Archives TC Media Par souci écologique, les pailles en plastique ne sont plus servies dans les cocktails du pub Yïsst.

Après les sacs en plastique, certains propriétaires de commerces décident de réduire les déchets à l’intérieur de leur établissement en bannissant les pailles.

C’est ce qu’a entrepris Catherine Archambault, copropriétaire du pub Yïsst, sur la rue Saint-Zotique Est, dans La Petite-Patrie.

«Cela fait plus de deux ans que nous avons ouvert Yïsst et j’étais fatiguée de toujours mettre des pailles dans les cocktails pour les mélanger. C’est en lisant un article à ce sujet dans La Presse que ç’a confirmé mes suspicions comme quoi il s’agit d’un énorme gaspillage», raconte Mme Archambault.

Inspirée par plusieurs autres commerçants dans le monde, celle-ci a choisi de prendre part au mouvement #StrawsSuck (mot clef anglais pour «les pailles c’est nul») et de bannir les petits objets en plastique de son établissement.

«Jusqu’à présent, on n’a eu aucune plainte. Les gens ne semblent pas y voir de grande différence. Si les clients venaient à les redemander, nous sommes prêts à trouver des alternatives, des pailles en papier, mais pour l’instant tout va bien», affirme la copropriétaire du pub.

Difficiles à recycler
Le principal problème avec les pailles à boire, c’est que leur production demande beaucoup d’énergie et de ressources pour une courte durée de vie.

«En terme de quantité qui se retrouve dans les sites d’enfouissement, c’est monstrueux, souligne Coralie Deny, directrice générale au Conseil régional de l’environnement (CRE) de Montréal. Le plastique utilisé pour leur fabrication, le polypropylène, n’est pas recyclé et elles se retrouvent donc toutes au dépotoir pour très longtemps.»

En effet, considérant leur poids léger comparativement à l’espace qu’elles prennent, les pailles ne sont pas amassées par les compagnies de récupération au Québec, les coûts de transports étant prohibitifs.

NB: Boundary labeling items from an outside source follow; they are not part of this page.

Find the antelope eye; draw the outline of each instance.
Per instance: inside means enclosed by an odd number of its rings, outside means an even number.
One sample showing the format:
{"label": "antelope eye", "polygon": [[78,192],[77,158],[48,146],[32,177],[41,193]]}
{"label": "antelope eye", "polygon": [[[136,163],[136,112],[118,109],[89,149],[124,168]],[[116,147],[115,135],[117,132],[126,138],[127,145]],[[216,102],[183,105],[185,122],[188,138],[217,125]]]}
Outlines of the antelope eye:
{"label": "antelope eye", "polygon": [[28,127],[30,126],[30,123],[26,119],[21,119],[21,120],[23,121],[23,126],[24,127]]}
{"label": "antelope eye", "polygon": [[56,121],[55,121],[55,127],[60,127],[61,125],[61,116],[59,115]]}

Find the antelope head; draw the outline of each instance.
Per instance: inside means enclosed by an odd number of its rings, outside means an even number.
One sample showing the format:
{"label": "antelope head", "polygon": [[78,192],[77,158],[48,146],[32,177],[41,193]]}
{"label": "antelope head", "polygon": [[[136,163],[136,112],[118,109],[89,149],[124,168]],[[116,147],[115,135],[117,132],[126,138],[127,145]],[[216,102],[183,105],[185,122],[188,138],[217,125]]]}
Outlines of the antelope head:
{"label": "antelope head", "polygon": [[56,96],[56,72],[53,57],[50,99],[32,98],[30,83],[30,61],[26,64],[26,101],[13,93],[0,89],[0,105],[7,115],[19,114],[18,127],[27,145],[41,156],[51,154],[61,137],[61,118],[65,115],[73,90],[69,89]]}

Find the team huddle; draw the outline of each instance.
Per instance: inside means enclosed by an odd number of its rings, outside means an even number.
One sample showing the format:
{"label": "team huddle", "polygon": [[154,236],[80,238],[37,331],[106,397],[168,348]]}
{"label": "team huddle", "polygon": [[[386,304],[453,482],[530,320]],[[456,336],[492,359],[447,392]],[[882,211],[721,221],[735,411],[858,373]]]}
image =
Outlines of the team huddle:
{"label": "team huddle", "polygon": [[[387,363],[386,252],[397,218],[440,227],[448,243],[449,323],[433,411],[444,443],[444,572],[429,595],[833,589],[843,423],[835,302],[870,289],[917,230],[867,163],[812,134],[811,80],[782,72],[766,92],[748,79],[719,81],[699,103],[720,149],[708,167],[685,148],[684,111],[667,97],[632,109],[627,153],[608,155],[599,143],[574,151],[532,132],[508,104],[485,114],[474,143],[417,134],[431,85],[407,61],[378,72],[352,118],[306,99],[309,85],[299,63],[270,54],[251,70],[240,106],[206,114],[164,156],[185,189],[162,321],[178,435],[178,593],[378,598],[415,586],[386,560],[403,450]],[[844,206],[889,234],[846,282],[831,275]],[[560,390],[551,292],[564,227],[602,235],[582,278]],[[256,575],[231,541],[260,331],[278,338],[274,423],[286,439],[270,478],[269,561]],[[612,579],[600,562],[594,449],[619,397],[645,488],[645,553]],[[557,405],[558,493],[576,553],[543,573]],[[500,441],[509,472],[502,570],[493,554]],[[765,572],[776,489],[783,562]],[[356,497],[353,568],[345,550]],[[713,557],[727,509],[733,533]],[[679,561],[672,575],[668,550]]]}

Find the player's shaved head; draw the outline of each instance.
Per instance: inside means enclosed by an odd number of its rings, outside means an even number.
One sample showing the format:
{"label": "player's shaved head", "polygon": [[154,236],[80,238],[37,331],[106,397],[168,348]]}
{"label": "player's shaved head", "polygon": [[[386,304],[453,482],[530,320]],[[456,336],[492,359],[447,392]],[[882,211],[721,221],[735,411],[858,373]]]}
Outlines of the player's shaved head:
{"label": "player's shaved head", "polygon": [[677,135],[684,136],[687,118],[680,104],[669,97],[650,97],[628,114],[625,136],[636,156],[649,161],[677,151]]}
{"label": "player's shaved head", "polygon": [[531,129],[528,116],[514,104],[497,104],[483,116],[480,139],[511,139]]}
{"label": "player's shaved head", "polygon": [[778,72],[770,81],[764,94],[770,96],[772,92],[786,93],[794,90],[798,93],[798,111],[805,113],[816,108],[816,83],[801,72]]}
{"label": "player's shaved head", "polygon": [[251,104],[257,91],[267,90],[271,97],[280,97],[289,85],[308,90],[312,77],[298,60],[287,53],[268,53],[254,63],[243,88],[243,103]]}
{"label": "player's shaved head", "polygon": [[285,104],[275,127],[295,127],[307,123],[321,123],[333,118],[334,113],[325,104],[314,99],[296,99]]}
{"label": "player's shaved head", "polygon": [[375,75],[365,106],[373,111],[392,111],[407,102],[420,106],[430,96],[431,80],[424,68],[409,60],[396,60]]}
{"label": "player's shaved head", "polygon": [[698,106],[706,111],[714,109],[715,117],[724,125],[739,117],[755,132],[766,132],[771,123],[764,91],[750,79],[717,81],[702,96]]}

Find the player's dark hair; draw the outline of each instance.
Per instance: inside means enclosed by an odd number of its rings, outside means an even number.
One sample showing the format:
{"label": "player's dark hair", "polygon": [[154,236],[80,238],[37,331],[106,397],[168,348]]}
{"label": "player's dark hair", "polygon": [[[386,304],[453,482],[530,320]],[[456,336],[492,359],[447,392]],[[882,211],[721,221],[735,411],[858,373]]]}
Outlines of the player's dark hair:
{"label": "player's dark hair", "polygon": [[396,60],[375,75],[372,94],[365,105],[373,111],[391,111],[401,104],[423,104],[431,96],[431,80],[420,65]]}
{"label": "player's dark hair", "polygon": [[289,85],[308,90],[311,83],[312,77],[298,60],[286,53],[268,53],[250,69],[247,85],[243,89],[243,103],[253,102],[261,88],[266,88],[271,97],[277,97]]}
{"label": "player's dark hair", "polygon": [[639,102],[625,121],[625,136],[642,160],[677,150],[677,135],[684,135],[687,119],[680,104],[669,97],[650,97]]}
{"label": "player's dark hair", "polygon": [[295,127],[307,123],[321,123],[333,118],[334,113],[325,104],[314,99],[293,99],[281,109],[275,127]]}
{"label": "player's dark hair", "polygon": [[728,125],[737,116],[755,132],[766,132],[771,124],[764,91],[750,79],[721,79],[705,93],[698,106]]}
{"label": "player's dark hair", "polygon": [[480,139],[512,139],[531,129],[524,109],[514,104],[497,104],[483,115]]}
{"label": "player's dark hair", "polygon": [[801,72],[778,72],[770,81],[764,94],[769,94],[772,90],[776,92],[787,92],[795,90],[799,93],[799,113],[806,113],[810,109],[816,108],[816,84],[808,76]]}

Il est donc logique pour les citoyens, mais aussi pour les commerces, de réduire à la source la consommation de pailles pour combattre leurs effets sur l’environnement, selon Mme Deny, d’autant plus que leur durée d’utilisation ne dépasse rarement plus de 20 minutes et que ça peut prendre jusqu’à 200 ans pour se décomposer.

«L’impact collectif des citoyens et des citoyens corporatifs peut être ainsi très grand, comme dans le cas des sacs en plastique. C’est un bon début pour sensibiliser les gens à propos des mouvements sans déchet», explique la directrice générale du CRE Montréal.

Pour sa part, Mme Archambault entend continuer à faire de son pub un commerce plus vert. «Notre prochain cheval de bataille sera sans doute le compost. Je veux vraiment réduire les produits organiques, comme les zestes de citron, qui se retrouvent aux poubelles», affirme-t-elle.

Selon le groupe activiste américain BeStrawFree, ce sont 500 millions de pailles en plastiques qui sont utilisées quotidiennement aux États-Unis, soit suffisamment pour faire chaque jour cinq fois le tour la Terre.

Le 3 février prochain se tiendra la première Journée internationale sans paille et des milliers de personnes ont l’intention de se rassembler lors de dizaines d’événements, qui auront lieu surtout en Europe.